"Ayo kita menikah" Sasuke memotong kalimat sakura, sebelum wanita itu mulai berbicara hal omong kosong. "Aku ingin kau menikah denganku."
.
.
"Brengsek" Seketika sasuke mengumpat kesal. benar, Ia baru saja ingat jika hari ini adalah acara makan malam sekaligus acara perjodohannya dengan grup Hyuuga.
____
Pagi ini sakura bekerja pada shift awal di sebuah kafe kecil di tengah kota Tokyo. Sejak pagi, Ia membersihkan semua debu yang menempel pada kursi dan meja, serta dengan giat mengelap kaca jendela hingga benda itu berderit-derit. Sesekali Sakura mengelap keringat yang bercucuran di sekitar tengkuknya, namun ia tetap melanjutkan pekerjaannya dengan semangat sambil sesekali bergumam untuk mengikuti lagu yang ia putar dari dalam kabinet kafe.
Lima menit setelah kafe itu dibuka, sebuah gemirincing bel mengintrupsi perhatiannya.
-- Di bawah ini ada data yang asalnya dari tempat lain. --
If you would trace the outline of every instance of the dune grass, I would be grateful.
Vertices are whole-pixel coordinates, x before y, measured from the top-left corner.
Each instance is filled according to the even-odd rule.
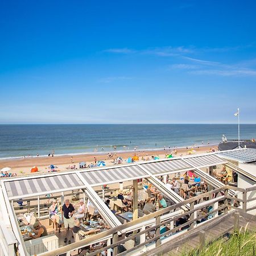
[[[200,251],[198,249],[182,254],[183,256],[256,256],[256,232],[249,232],[246,228],[232,234],[228,240],[220,238]]]

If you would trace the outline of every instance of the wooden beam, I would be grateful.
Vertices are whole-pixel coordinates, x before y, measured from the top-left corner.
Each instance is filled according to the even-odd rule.
[[[133,220],[138,218],[138,180],[133,180]]]

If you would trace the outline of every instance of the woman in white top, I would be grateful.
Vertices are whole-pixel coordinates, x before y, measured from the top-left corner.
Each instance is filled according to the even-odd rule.
[[[84,218],[84,214],[85,213],[85,205],[84,203],[84,200],[80,199],[79,203],[80,206],[77,209],[77,212],[73,215],[75,220]]]

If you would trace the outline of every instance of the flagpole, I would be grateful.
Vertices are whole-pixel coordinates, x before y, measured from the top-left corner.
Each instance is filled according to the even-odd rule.
[[[238,113],[238,148],[240,147],[240,112],[239,108],[237,109]]]

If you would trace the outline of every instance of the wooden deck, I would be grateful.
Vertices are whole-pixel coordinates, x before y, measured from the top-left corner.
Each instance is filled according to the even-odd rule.
[[[237,211],[232,211],[228,213],[224,213],[207,222],[193,229],[190,231],[181,234],[174,238],[170,242],[163,243],[143,254],[143,256],[173,255],[181,255],[182,253],[188,252],[193,248],[198,248],[202,241],[201,236],[205,236],[206,244],[221,237],[226,233],[232,233],[234,230],[234,226],[238,223],[239,228],[247,225],[249,230],[256,231],[256,216],[240,213],[237,215]],[[238,222],[236,222],[237,219]]]

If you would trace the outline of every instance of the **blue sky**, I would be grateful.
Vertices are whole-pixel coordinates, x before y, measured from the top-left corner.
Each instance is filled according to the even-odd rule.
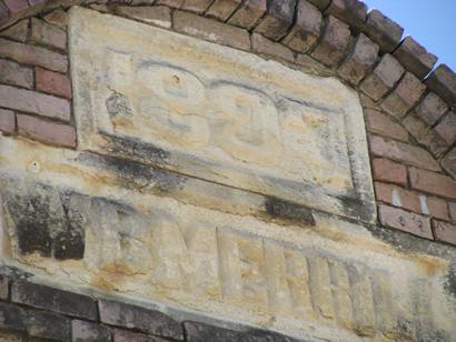
[[[456,0],[364,0],[456,72]]]

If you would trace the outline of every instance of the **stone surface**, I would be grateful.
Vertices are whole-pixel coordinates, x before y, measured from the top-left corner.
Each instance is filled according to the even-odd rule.
[[[361,82],[360,89],[373,100],[380,100],[390,90],[404,73],[404,68],[390,54],[381,57],[375,67]]]
[[[456,199],[456,181],[450,177],[415,168],[409,170],[409,177],[412,189]]]
[[[293,23],[296,1],[268,1],[268,10],[255,31],[276,41],[282,38]]]
[[[0,131],[12,133],[16,130],[16,117],[12,110],[0,109]]]
[[[306,52],[315,46],[323,26],[321,12],[305,0],[297,4],[296,22],[281,41],[288,48]]]
[[[452,151],[445,155],[442,160],[442,167],[444,167],[453,178],[456,178],[456,148],[453,148]],[[456,221],[456,218],[454,220]]]
[[[0,82],[23,88],[33,88],[33,71],[16,62],[0,59]]]
[[[428,125],[434,125],[438,119],[447,111],[448,105],[435,92],[429,92],[415,108],[416,114]]]
[[[59,27],[60,29],[66,30],[68,24],[68,16],[67,12],[62,9],[56,9],[49,14],[44,16],[44,21]]]
[[[436,240],[456,245],[456,224],[433,220]]]
[[[197,14],[176,11],[174,24],[178,32],[199,37],[222,46],[240,50],[250,49],[250,38],[247,31],[235,28]]]
[[[452,145],[456,141],[456,112],[448,112],[435,127],[435,130],[448,145]]]
[[[349,52],[337,72],[351,84],[358,84],[373,68],[377,57],[378,44],[359,33],[353,40]]]
[[[171,10],[166,6],[155,7],[129,7],[119,6],[115,12],[130,19],[136,19],[146,23],[169,29],[171,27]]]
[[[24,310],[12,304],[0,302],[0,329],[8,331],[26,331]]]
[[[240,0],[215,0],[206,12],[206,16],[226,21],[239,7]]]
[[[379,10],[373,9],[367,14],[363,32],[380,47],[381,53],[389,53],[399,43],[404,29]]]
[[[66,74],[36,68],[34,82],[39,91],[71,99],[71,81]]]
[[[24,114],[17,114],[17,125],[19,133],[26,137],[61,147],[76,147],[76,131],[71,125]]]
[[[251,36],[251,49],[257,53],[272,56],[288,62],[295,61],[295,54],[290,49],[258,33]]]
[[[90,296],[26,281],[12,284],[11,301],[86,320],[97,319],[97,304]]]
[[[250,30],[267,10],[267,0],[245,0],[228,23]]]
[[[158,336],[152,336],[152,335],[146,335],[142,333],[138,332],[131,332],[128,330],[121,330],[121,329],[116,329],[113,333],[113,342],[166,342],[168,340],[158,338]]]
[[[184,340],[180,323],[159,311],[105,300],[100,300],[98,304],[100,320],[103,323],[136,329],[163,338]]]
[[[423,215],[384,204],[379,205],[378,215],[380,222],[387,227],[393,227],[422,238],[433,239],[430,220]]]
[[[70,103],[67,100],[0,84],[0,105],[42,117],[70,121]]]
[[[444,99],[449,107],[456,103],[456,74],[446,64],[439,64],[427,77],[426,86]]]
[[[39,66],[59,72],[67,72],[68,69],[68,60],[63,54],[1,38],[0,57],[12,59],[21,64]]]
[[[371,137],[370,150],[375,155],[393,159],[406,164],[439,171],[434,158],[424,149],[399,141],[388,141],[381,137]]]
[[[27,0],[3,0],[3,2],[12,12],[12,14],[24,11],[29,7]]]
[[[331,14],[360,30],[367,18],[367,4],[359,0],[333,0],[325,13]]]
[[[36,18],[31,19],[30,40],[51,48],[67,49],[67,32]]]
[[[21,141],[11,140],[6,144],[7,138],[0,139],[1,152],[9,151],[3,154],[7,162],[11,158],[20,161],[28,158],[27,144],[20,148]],[[77,168],[85,179],[102,178],[115,184],[102,168],[83,167],[78,154],[78,151],[68,151],[67,159],[60,161],[65,168],[60,169],[56,163],[59,150],[42,147],[34,154],[42,171],[34,174],[47,179],[48,165],[53,163],[53,170],[61,172],[56,182],[90,189],[91,185],[68,177],[75,174]],[[10,164],[9,170],[21,165]],[[17,170],[13,174],[22,172]],[[7,193],[11,191],[16,197],[22,193],[21,187],[11,179],[1,182],[2,198],[9,198]],[[37,185],[28,181],[27,187]],[[419,322],[425,320],[430,326],[426,334],[440,332],[444,341],[450,341],[445,334],[453,329],[449,326],[454,321],[450,311],[454,299],[438,285],[449,272],[447,260],[420,251],[410,258],[409,252],[400,252],[377,240],[363,225],[327,215],[317,215],[311,229],[277,225],[249,215],[185,204],[167,195],[151,195],[147,190],[116,188],[109,185],[97,192],[97,197],[85,195],[85,201],[77,205],[79,213],[69,215],[72,220],[83,218],[86,222],[83,262],[61,263],[48,256],[20,254],[13,254],[13,259],[29,264],[30,270],[52,271],[56,281],[71,280],[73,286],[128,292],[141,302],[157,300],[160,305],[167,302],[199,311],[211,308],[214,316],[222,314],[229,320],[260,326],[265,326],[266,320],[268,329],[300,340],[309,340],[311,334],[314,339],[337,336],[356,341],[360,339],[358,334],[374,338],[395,331],[414,336]],[[101,198],[103,195],[110,200]],[[7,222],[11,222],[9,215]],[[8,231],[11,233],[7,239],[17,245],[13,228],[8,225]],[[416,296],[410,291],[423,279],[432,281],[432,289]],[[403,285],[394,285],[398,282]],[[47,298],[48,302],[56,302]],[[414,308],[426,299],[432,301],[426,306],[430,318],[418,320]],[[345,303],[343,306],[337,305],[340,301]],[[125,305],[117,303],[115,306],[119,310],[108,311],[112,320],[109,322],[116,322],[109,324],[128,325],[130,313],[135,324],[142,322],[135,319],[142,313],[132,313],[136,309]],[[142,310],[150,312],[150,309]],[[280,320],[271,321],[272,316]],[[409,322],[408,328],[400,328],[403,320]],[[307,325],[309,322],[311,328]],[[146,329],[150,326],[153,325],[147,324]],[[142,330],[137,325],[130,328]],[[249,335],[256,336],[257,332],[249,331]]]
[[[326,9],[330,2],[330,0],[308,0],[308,1],[320,10]]]
[[[368,109],[365,112],[366,127],[369,132],[408,142],[408,132],[389,115],[375,109]]]
[[[346,214],[337,210],[346,203],[331,194],[353,197],[353,177],[369,175],[365,172],[368,158],[359,102],[340,82],[120,18],[87,10],[72,13],[72,58],[77,61],[72,80],[79,84],[73,97],[77,122],[82,124],[78,141],[83,149],[99,139],[101,129],[113,144],[127,147],[139,139],[137,151],[153,147],[155,157],[147,157],[147,163],[169,170],[178,167],[208,181]],[[112,36],[103,34],[103,44],[111,48],[98,48],[100,26],[122,27],[120,36],[131,34],[131,41],[142,43],[122,47],[126,40],[119,40],[112,30]],[[79,43],[81,39],[85,44]],[[179,50],[175,53],[170,47]],[[125,52],[116,52],[119,50]],[[288,50],[285,56],[282,49],[264,51],[291,59]],[[100,62],[99,71],[93,70],[93,61]],[[96,79],[106,81],[95,88]],[[98,100],[86,101],[87,91]],[[101,123],[96,131],[88,130],[92,120]],[[347,144],[354,153],[350,158]],[[106,151],[106,147],[99,150]],[[146,157],[121,153],[132,159]],[[254,170],[261,170],[265,177]],[[327,170],[327,175],[321,170]],[[361,179],[355,193],[373,208],[370,181]]]
[[[70,320],[67,318],[48,312],[29,310],[24,321],[27,333],[30,336],[51,341],[70,341]]]
[[[407,36],[393,56],[403,67],[423,80],[437,62],[437,57],[427,52],[413,37]]]
[[[212,2],[212,0],[185,0],[180,9],[185,11],[202,13]]]
[[[184,322],[184,329],[188,341],[246,341],[246,342],[260,342],[260,341],[277,341],[277,342],[294,342],[295,339],[287,338],[272,332],[256,332],[246,331],[239,332],[229,329],[211,326],[208,324],[187,321]]]
[[[106,326],[96,323],[73,320],[71,322],[71,339],[73,342],[111,341],[111,332]]]
[[[328,16],[319,44],[311,52],[311,57],[328,67],[335,67],[345,57],[350,42],[350,30],[339,19]]]
[[[397,88],[381,102],[381,108],[396,118],[404,117],[425,92],[423,84],[413,73],[406,72]]]

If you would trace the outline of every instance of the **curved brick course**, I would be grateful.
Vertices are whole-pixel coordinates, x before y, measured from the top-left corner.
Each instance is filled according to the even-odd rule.
[[[8,90],[0,94],[0,130],[6,134],[76,145],[65,12],[72,4],[338,76],[367,94],[361,102],[377,201],[393,205],[388,212],[406,222],[391,223],[391,214],[380,215],[380,223],[423,235],[404,217],[427,215],[435,235],[426,238],[455,244],[449,212],[456,205],[456,74],[445,64],[429,73],[436,57],[412,37],[403,38],[404,29],[379,10],[368,11],[359,0],[0,0],[0,87]],[[433,185],[417,185],[420,172],[432,175]],[[407,205],[404,193],[420,204]]]

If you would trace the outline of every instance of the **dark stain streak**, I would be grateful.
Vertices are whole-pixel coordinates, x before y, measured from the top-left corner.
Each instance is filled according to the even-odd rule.
[[[314,227],[316,224],[311,210],[306,207],[272,197],[266,198],[265,207],[266,212],[272,219],[280,219],[306,227]]]

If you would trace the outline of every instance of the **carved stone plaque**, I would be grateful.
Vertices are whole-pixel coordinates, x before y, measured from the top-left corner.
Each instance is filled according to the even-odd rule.
[[[73,9],[79,148],[375,219],[363,111],[338,80]]]

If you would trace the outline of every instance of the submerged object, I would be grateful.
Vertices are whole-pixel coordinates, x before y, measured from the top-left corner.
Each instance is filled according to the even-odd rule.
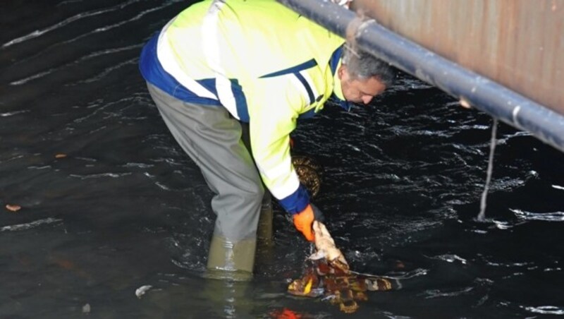
[[[356,311],[357,301],[368,300],[367,291],[388,291],[386,278],[351,272],[345,256],[323,223],[314,222],[316,252],[306,261],[304,274],[288,287],[288,292],[302,297],[321,297],[346,313]]]
[[[292,155],[292,165],[300,183],[307,189],[312,198],[319,193],[323,179],[323,168],[309,155]]]

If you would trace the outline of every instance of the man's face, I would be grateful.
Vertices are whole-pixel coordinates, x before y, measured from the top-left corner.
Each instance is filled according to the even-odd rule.
[[[341,66],[338,76],[343,96],[347,101],[367,104],[374,97],[386,90],[386,85],[374,77],[365,80],[351,79],[346,66]]]

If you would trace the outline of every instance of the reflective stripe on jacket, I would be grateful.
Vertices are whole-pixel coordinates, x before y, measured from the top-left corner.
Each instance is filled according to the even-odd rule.
[[[289,134],[334,93],[344,40],[273,0],[204,1],[144,47],[145,78],[180,100],[221,105],[250,124],[264,184],[290,213],[309,203]]]

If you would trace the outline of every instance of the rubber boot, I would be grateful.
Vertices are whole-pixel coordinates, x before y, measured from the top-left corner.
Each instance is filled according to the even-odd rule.
[[[209,245],[206,277],[236,281],[250,280],[256,249],[255,239],[235,242],[214,234]]]
[[[272,218],[271,197],[270,192],[265,190],[260,208],[259,226],[257,229],[257,240],[261,247],[270,247],[273,245]]]

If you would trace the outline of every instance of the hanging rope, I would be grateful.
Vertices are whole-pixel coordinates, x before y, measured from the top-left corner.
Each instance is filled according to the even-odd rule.
[[[498,131],[498,119],[494,119],[494,124],[491,126],[491,140],[489,144],[489,159],[488,160],[488,173],[486,177],[486,185],[484,186],[484,191],[482,193],[480,200],[480,212],[478,214],[478,220],[484,222],[486,218],[486,198],[488,196],[489,184],[491,181],[491,174],[494,171],[494,152],[496,150],[496,136]]]

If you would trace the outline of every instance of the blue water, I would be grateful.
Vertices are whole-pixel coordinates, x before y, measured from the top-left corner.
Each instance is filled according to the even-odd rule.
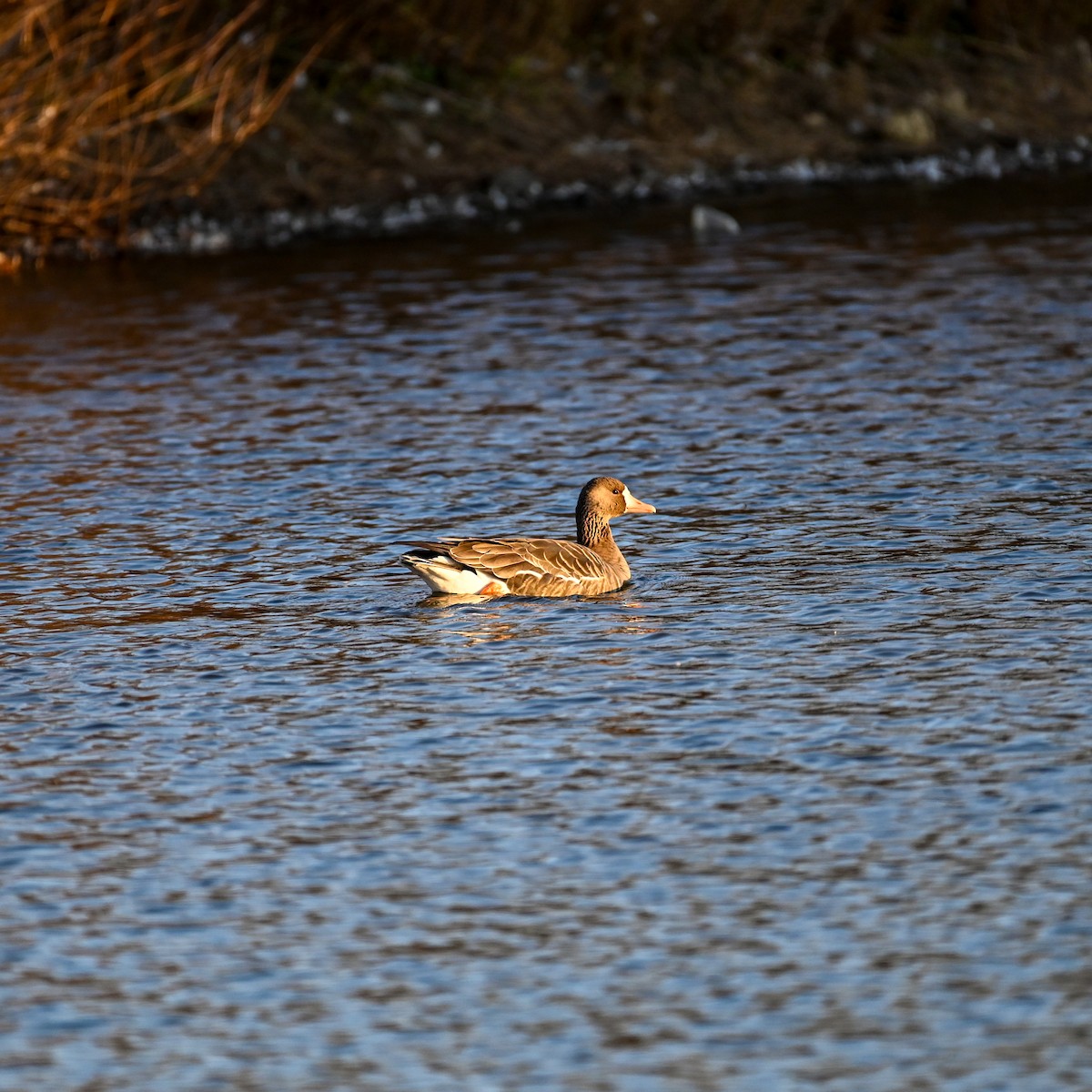
[[[0,1088],[1092,1087],[1087,192],[0,285]]]

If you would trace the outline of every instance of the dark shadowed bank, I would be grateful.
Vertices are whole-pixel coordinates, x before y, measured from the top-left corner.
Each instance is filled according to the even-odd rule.
[[[0,14],[0,250],[1088,166],[1090,36],[1087,0],[26,0]]]

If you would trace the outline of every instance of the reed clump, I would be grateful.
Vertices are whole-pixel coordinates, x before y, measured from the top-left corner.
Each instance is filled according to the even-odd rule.
[[[0,248],[94,250],[197,192],[292,86],[273,5],[27,0],[0,13]],[[274,72],[281,69],[280,75]]]
[[[438,85],[573,63],[843,63],[876,40],[1014,55],[1092,35],[1088,0],[14,0],[0,9],[0,252],[123,242],[195,194],[314,61]],[[931,46],[929,48],[933,48]],[[939,48],[939,47],[938,47]]]

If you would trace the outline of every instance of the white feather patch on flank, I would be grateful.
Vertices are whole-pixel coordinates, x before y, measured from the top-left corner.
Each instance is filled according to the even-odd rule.
[[[399,560],[440,595],[477,595],[485,589],[490,595],[508,594],[508,584],[498,577],[480,569],[464,569],[442,555],[424,558],[403,554]]]

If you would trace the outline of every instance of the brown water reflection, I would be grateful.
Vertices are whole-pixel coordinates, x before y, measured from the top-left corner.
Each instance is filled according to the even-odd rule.
[[[0,1087],[1092,1084],[1087,180],[739,212],[0,286]]]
Sakura menghentikan kegiatannya mencuci gelas. ketika mendengar tanda pintu terbuka.
"Selamat pagi, selamat datang-" Sakura menghentikan kalimatnya. Seseorang itu bukan pengunjung atau sekedar pelanggan yang ingin membeli segelas kopi.
Ia adalah Uchiha Sasuke, Pria yang menghabiskan waktu bersamanya di ranjang beberapa hari yang lalu.
Sasuke saat ini berada di hadapan sakura dengan angkuh. Wajahnya datar, tapi rahang dan tatapannya sangat keras. Sakura bisa merasakan jika pria itu sedang tidak ingin beramah tamah dengannya.
"Kita perlu bicara, Haruno Sakura."
====
"Apa yang kau inginkan dariku?" tanya sakura dengan pandangan yang ia alihkan kemana-mana, agar sasuke tidak perlu membunuhnya dengan tatapannya yang tajam.
Mereka berdua kini duduk di salah satu bangku kafe sambil berhadapan satu sama lain.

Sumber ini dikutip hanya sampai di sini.